Through reviewing electronic medical records, we collected prescriptions, diagnoses, and basic medical and demographic data directly from the computerized systems of clinical and general practice. Patients with either type 1 or type 2 diabetes were identified based on the International Classification of Diseases (ICD-10) codes (E10 or E11). Our study included patients with documented diabetes duration of at least 1 year.

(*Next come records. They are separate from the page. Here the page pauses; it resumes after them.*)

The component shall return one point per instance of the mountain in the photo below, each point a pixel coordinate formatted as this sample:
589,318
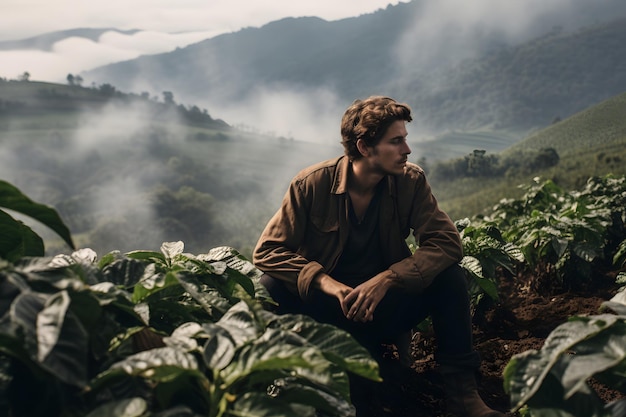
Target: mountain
480,73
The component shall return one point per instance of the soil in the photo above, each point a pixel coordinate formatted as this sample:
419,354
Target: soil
520,321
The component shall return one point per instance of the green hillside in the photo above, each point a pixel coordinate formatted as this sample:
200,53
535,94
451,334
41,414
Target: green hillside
590,143
127,171
480,80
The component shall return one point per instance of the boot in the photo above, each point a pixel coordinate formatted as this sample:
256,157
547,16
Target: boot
462,398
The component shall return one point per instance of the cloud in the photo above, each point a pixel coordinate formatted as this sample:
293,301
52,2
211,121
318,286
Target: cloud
20,19
76,54
312,115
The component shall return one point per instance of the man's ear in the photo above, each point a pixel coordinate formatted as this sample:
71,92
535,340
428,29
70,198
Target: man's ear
362,147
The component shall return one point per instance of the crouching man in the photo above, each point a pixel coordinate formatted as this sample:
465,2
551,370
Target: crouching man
336,249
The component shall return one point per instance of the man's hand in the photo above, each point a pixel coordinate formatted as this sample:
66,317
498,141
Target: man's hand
332,287
360,303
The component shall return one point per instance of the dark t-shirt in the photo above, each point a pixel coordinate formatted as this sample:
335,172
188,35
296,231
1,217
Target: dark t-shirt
361,258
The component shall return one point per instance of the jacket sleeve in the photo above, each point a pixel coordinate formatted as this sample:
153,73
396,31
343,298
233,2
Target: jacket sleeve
438,241
276,251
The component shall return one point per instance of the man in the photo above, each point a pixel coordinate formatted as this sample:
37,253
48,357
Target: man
336,249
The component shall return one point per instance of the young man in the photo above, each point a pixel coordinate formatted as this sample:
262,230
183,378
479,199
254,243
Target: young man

For each participant, we assessed age, sex, diabetes duration, type of diabetes, history of smoking and alcohol consumption, hypertension, presence of other microvascular complications (diabetic retinopathy–ICD-10: E11.5; diabetic nephropathy–ICD-10: E11.2), presence of cardiovascular diseases (coronary heart disease–ICD-10: I20, I24, I25; history of myocardial infarction–ICD-10: I21, I22, I23, I25.2; peripheral arterial disease–ICD-10: E11.5, I73.9; heart failure–ICD-10: I50; and history of stroke–ICD-1: I63, I64, G45), admission hemoglobin A1c (HbA1c), estimated glomerular filtration rate (eGFR), albumin/creatinine ratio, triglycerides, total cholesterol, low-density lipoprotein–cholesterol (LDL-C), and high-density lipoprotein–cholesterol (HDL-C). In addition, antidiabetic treatment (oral antidiabetic agents, insulin, or both) and lipid-lowering drugs were assessed. The term hepatopathy referred to non-alcoholic fatty liver disease (ICD-1: K76.0) and alcohol-induced chronic liver damage (ICD-1: K70) in the affected patients.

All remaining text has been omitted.